Lifting the lid on digital Millennial wealth management

Millennial investor on her mobile.

Having grown up in a time of rapid change and lived through two financial crises, Millennials’ wealth management priorities and expectations are vastly different from generations before them. By 2025, Millennials will make up three-quarters of the workforce. The Covid-19 pandemic has forced Millennials, many of whom lost their jobs or took a pay cut, to rethink their financial situations and start investing and saving more heavily.

As wealth providers turn their attention towards attracting and retaining this emerging generation, one question is at the top of strategists minds: what do Millennials want out of their investment experience? If the record growth numbers for retail-focused fintech platforms are anything to go by, then providers need to address four key things: sustainability, goals-based tracking, education and digital experiences.

The feel-good, do-good factor

A report by Morgan Stanley’s Institute for Sustainable Investing found that 86% of Millennials are interested in sustainable investing. Whether it’s having a positive effect on people and the environment, or even choosing funds or companies that generate market-rate financial returns, Millennials want their investments to have a positive effect on the world at large.

The number of sustainable funds continues to grow. Morningstar reported that there was a 21% increase in retail assets invested in sustainable investments in Australia, reflecting the growing desire from investors for sustainability in the wealth management space.

This growing desire has also fuelled the need for more transparency around portfolio holdings data. Having grown up with technology and the internet, Millennials expect transparency and accessibility to information around their investments. Interactive fintech tools can support this through visual graphics and updates about fund performance. The use of strong imagery and contextual stories will help to reinforce the positive impact of their investments, which will help to build loyalty and improve customer retention.

Tangible, goals-based tracking

The latest findings from the Global Investor Behaviours and Attitudes whitepaper from Calastone indicates that Millennials are primarily saving and investing for their first or new home (51%) and travel (45%). In the same report, 44% indicated that having better visibility over their money and investments would encourage them to invest more.

In this age of instant gratification, modern investors want to interact and monitor their investments in real-time across any device. The outdated practice of quarterly reports will fall short of investors’ expectations.
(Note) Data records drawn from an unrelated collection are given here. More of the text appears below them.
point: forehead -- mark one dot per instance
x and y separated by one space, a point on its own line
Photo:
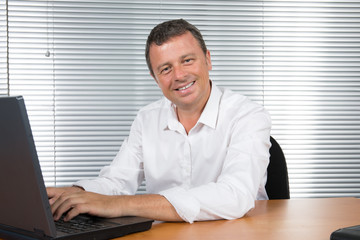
186 40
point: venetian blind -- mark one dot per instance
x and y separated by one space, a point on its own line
3 49
80 66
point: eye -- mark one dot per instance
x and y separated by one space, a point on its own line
188 60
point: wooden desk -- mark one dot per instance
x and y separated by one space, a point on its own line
295 219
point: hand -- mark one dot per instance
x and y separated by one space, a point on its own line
54 193
78 202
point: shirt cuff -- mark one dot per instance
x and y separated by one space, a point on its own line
185 205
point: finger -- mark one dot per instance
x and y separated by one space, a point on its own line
60 206
75 211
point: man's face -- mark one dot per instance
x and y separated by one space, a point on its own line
181 69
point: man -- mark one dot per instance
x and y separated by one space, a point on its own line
202 149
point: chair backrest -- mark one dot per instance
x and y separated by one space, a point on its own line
277 185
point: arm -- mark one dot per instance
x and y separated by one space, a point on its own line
76 201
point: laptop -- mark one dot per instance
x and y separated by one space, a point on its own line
25 211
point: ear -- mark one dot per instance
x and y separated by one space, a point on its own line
152 75
208 60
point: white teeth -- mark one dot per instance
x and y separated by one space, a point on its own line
187 86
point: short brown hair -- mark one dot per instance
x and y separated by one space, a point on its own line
166 30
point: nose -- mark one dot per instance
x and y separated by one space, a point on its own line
179 73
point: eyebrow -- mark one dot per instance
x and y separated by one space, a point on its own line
168 63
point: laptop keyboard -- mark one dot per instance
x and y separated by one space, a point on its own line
78 224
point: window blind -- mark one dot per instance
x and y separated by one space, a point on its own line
80 66
3 49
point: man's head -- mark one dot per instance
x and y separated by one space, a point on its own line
166 30
180 64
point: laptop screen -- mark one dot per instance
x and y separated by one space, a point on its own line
22 187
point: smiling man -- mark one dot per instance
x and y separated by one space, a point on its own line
202 149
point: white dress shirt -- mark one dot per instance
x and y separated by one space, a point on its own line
216 171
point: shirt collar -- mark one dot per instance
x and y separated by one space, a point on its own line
210 114
208 117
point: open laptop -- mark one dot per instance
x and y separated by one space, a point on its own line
25 211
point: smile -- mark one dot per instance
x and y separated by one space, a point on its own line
186 87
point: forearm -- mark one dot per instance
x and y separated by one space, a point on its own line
152 206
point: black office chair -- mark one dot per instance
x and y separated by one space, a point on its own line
277 185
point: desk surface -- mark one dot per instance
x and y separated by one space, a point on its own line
310 219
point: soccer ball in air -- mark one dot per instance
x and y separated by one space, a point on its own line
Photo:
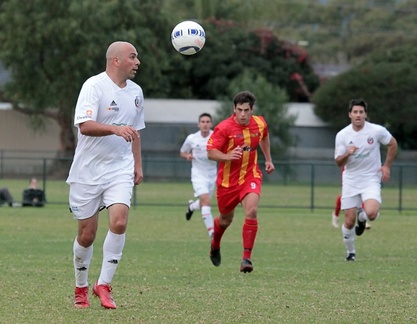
188 37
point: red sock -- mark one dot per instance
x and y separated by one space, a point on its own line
249 230
218 233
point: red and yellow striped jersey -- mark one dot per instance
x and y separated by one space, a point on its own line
228 135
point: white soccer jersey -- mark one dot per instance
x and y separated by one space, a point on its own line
365 163
201 166
100 159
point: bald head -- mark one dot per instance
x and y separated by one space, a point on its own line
122 62
116 49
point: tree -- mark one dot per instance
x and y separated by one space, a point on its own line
270 103
229 50
59 44
386 80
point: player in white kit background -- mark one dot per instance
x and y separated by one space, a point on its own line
357 149
107 164
203 170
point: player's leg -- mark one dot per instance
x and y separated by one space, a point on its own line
371 198
249 230
84 202
194 205
249 195
227 200
349 206
336 212
117 198
206 213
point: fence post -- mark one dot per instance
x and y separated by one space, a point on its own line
400 191
44 175
1 163
312 188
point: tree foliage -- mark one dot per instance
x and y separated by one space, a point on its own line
387 81
59 44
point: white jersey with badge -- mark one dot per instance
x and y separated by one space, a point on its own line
365 163
201 166
101 159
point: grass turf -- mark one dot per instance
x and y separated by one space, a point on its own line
166 276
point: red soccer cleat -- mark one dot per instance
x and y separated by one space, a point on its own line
81 297
104 293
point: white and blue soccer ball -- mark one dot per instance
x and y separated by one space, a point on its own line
188 37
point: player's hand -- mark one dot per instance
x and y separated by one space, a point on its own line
269 167
127 132
138 176
386 173
351 150
236 153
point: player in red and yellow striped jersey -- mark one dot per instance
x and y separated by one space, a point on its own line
234 144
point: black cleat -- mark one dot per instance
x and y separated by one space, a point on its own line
246 266
351 257
215 257
360 228
190 212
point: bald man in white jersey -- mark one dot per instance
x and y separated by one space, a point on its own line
357 149
203 170
107 164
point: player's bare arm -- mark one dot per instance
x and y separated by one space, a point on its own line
266 150
186 155
92 128
391 153
137 156
219 156
341 160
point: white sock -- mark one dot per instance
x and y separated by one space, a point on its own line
112 253
362 216
195 205
349 239
82 259
207 218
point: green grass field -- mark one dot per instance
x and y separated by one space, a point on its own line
166 276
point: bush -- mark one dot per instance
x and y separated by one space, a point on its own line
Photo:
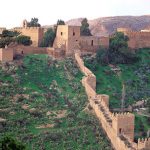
8 143
102 56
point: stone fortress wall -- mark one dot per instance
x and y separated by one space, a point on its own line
137 40
119 127
69 39
36 33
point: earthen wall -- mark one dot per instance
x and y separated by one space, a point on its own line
118 127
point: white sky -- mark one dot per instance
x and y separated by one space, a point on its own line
12 12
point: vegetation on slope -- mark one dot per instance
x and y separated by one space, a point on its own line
137 84
42 103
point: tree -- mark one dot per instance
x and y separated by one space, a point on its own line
48 38
7 33
34 23
119 43
60 22
25 40
7 37
5 41
8 143
102 56
85 31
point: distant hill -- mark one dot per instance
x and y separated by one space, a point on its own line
107 25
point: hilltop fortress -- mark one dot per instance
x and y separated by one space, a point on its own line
68 39
137 40
119 127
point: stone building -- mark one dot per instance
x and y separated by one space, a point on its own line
35 33
69 39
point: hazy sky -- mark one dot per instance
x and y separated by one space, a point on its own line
12 12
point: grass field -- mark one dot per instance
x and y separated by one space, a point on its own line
43 104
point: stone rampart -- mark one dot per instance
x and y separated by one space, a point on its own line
118 127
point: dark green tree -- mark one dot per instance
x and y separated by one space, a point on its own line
24 40
7 33
7 37
6 41
9 143
60 22
102 56
48 38
119 43
85 31
34 23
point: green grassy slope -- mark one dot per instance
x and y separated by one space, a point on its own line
38 92
137 84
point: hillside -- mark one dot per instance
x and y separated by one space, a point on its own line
136 80
107 25
42 103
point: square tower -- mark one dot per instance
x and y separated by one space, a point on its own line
68 36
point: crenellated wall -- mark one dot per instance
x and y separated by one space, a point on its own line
119 127
8 54
137 40
36 34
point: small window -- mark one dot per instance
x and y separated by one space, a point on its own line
120 131
92 42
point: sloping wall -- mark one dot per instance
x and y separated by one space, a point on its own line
118 127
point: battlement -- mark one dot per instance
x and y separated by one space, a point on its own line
144 144
119 127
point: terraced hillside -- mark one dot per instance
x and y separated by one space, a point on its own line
43 104
136 80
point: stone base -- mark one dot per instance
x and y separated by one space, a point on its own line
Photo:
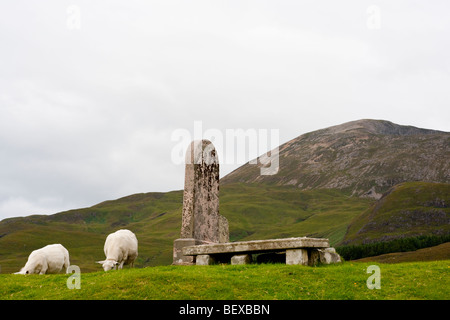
204 260
297 256
241 259
178 258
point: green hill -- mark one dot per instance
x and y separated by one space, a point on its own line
407 210
345 281
253 212
327 186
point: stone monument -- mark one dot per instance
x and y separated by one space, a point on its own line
201 221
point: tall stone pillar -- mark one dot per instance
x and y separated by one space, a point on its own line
201 221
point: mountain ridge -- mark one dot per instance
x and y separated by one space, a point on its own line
363 157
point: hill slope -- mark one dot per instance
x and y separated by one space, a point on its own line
314 194
407 210
362 158
253 212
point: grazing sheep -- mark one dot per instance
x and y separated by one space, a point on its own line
121 247
49 259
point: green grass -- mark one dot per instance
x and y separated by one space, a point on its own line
409 209
346 281
253 212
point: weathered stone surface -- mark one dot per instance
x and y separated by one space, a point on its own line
201 221
178 245
297 256
257 246
241 259
200 217
224 234
204 260
329 255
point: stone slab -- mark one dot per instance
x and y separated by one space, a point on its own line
178 257
256 246
241 259
297 256
204 260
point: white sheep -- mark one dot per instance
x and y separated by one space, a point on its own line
121 247
49 259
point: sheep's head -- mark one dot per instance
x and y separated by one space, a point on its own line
108 264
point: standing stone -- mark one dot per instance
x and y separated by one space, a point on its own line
201 221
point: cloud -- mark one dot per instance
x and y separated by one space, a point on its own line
87 114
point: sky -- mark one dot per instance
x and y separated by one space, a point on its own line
94 94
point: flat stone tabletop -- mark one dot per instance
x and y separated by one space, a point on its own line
255 246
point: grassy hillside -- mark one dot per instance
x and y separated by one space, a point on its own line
407 210
253 212
364 158
439 252
424 280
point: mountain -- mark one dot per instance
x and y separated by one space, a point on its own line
253 212
363 158
407 210
327 186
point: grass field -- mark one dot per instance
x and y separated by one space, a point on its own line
345 281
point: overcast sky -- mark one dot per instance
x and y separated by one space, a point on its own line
91 92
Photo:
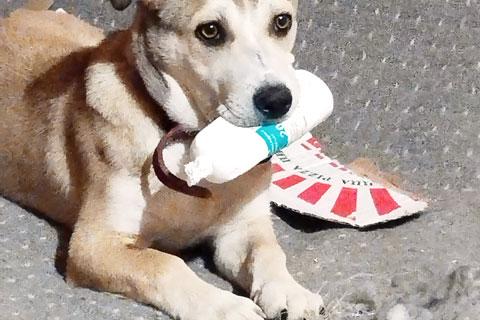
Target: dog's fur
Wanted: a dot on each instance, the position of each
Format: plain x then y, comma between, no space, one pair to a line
81,117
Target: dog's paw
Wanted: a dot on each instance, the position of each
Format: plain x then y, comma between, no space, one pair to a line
223,305
288,300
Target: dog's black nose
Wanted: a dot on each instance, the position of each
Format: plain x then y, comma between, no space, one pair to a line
273,101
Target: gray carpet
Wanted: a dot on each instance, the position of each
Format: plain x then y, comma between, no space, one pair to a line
405,75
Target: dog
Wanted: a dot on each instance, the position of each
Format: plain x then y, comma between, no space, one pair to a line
83,112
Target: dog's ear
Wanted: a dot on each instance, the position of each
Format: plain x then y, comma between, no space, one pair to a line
120,4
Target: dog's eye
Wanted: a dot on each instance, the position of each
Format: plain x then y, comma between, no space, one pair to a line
212,33
282,24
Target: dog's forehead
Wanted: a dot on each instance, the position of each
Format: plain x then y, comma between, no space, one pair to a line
189,8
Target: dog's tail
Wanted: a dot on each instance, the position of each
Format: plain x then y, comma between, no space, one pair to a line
121,4
38,5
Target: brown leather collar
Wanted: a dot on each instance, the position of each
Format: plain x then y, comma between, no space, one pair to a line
168,178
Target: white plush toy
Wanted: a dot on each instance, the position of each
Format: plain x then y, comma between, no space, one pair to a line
222,152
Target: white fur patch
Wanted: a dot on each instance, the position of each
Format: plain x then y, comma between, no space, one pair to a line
108,95
126,204
179,108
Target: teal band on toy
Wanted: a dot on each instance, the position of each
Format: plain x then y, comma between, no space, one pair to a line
274,136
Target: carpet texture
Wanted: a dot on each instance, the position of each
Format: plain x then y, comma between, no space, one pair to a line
405,76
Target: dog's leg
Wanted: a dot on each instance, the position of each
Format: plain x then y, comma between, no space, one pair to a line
106,260
246,251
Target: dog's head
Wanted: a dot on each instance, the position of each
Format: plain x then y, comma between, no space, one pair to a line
229,58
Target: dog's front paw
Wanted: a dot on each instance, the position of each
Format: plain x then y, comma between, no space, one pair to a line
284,300
223,305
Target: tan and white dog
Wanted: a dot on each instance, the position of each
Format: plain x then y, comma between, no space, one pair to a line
81,115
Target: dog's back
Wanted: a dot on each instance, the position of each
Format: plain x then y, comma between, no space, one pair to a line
33,48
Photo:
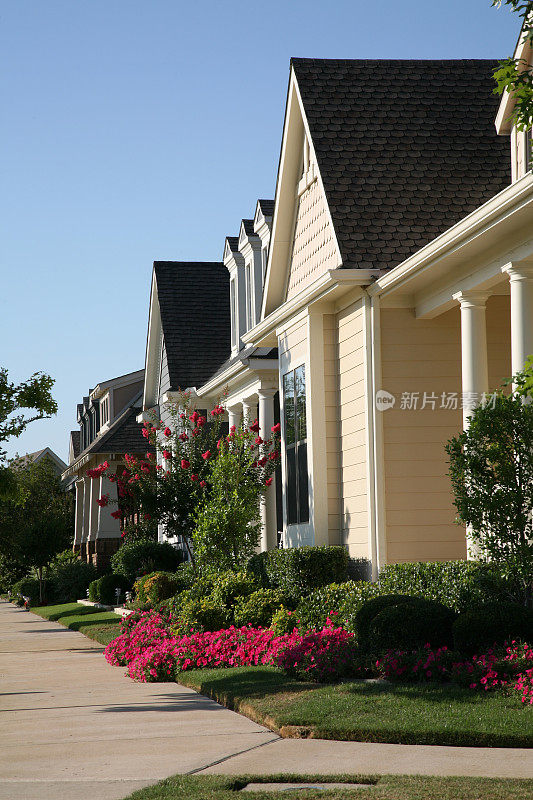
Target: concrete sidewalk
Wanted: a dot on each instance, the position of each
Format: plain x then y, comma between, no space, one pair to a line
73,726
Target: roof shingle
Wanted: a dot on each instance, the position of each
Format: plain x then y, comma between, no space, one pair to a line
405,149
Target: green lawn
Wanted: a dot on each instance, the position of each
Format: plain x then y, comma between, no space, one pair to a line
102,626
369,711
387,787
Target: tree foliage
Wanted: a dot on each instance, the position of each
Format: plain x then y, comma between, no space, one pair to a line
37,522
491,470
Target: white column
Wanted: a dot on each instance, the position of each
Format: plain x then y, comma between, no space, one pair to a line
268,503
249,409
234,416
86,523
108,526
474,360
78,525
521,281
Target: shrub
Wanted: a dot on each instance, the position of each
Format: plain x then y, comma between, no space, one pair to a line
258,608
297,571
70,579
370,609
458,584
144,556
28,587
478,629
421,665
202,614
230,586
411,625
284,621
323,656
102,590
338,600
159,586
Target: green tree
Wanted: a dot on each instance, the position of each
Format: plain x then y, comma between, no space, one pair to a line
36,522
513,74
491,470
33,395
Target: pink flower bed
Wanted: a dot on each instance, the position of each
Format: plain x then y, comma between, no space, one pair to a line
151,653
510,668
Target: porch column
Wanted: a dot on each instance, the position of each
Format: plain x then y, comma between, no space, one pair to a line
474,361
268,503
249,409
521,281
78,525
234,416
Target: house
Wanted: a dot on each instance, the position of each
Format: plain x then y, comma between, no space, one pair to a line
35,458
382,295
398,290
108,430
199,313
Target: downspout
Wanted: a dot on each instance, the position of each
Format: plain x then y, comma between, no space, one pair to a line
374,432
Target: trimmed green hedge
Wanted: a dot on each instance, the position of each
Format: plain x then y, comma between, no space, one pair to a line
297,571
458,584
477,629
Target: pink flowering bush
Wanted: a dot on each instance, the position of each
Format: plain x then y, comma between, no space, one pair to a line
417,666
325,655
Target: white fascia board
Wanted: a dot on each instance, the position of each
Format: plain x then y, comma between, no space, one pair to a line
332,279
510,199
154,348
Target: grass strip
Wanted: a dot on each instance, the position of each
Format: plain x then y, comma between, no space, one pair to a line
433,714
386,787
101,626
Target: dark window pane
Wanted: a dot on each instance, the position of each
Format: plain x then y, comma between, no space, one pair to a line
291,497
303,484
288,407
301,422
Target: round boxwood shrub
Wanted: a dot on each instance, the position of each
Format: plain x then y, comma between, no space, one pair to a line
370,609
143,556
28,587
194,614
478,629
258,609
160,586
411,625
103,591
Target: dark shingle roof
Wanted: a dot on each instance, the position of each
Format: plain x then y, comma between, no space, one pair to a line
267,207
195,316
405,149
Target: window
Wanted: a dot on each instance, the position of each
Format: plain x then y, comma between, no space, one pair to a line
233,314
249,298
296,484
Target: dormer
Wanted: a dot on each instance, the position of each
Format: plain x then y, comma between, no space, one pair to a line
234,263
521,141
264,212
250,249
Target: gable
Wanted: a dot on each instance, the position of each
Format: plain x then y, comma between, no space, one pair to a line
314,249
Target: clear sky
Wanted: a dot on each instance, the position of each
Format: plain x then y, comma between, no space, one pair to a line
141,130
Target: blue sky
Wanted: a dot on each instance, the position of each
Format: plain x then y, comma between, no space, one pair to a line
135,131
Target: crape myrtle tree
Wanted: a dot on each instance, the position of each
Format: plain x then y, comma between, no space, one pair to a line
491,470
204,487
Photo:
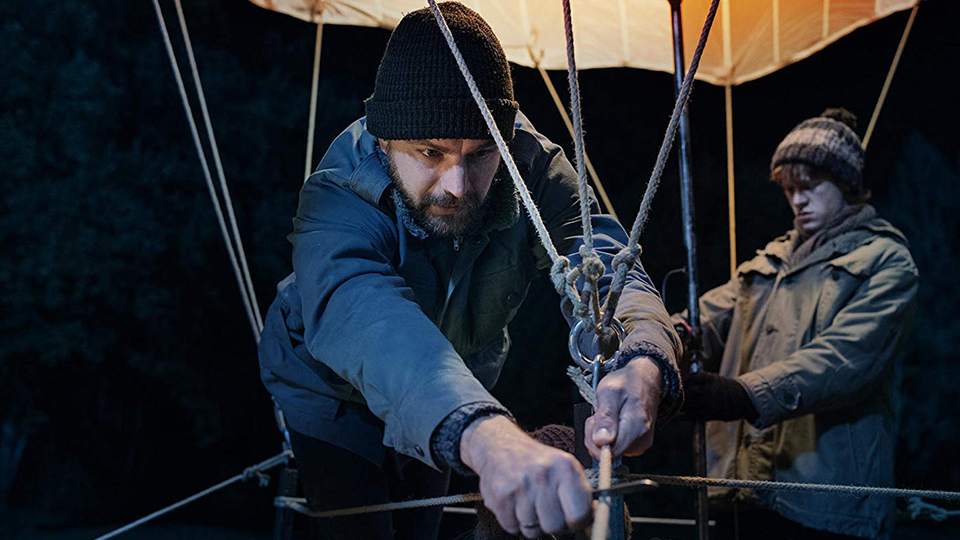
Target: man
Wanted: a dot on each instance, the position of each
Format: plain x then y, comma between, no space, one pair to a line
805,339
411,254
Digital tools that allow investors to track their investments with automated alerts when certain milestones are achieved is crucial to assist the next generation to stay on track.

Millennials are the first generation to have KiwiSaver for the entire duration of their working careers. By leveraging engaging digital tools, providers have a huge opportunity to build long-lasting relationships with investors. During times of market unrest (like what we witnessed during the initial period of Covid-19), KiwiSaver providers and fund managers can minimise switching panic and better educate investors to stick to their investment plans.

Education, information and better accessibility

Retail-focused fintech platforms make it their sole mission to democratise the investment sector and provide the ease-of-use, instant access and cost and information transparency younger generations demand.

On the flip side, these apps have given rise to a new level of misinformation: an opening up of Pandora’s box in the investment world. Through social media, some retail investors are sharing their advice, trading wins and losses as well as teaching investment terminology. The scary reality is this: many of these #fintok and #fintweet sensations have enormous social influence, but do not hold the relevant qualifications to be dishing out this type of information. This misinformation is being fed to a largely inexperienced audience, which is a big concern for the financial welfare of the next generation.

With only 38% of Millennials indicating that they have a good understanding of investing, there is a critical need to provide better education and access to investment resources and practical information from reliable sources. According to the recent Accenture report, just over two-thirds of millennials indicate that they want gamification to help them learn and engage with their portfolios more.

These figures indicate that the next generation of investors wants to be more actively involved and knowledgeable around their investments. There is a massive opportunity for providers who embrace the fintech model to support Millennial wealth management by driving engagement through better education and access.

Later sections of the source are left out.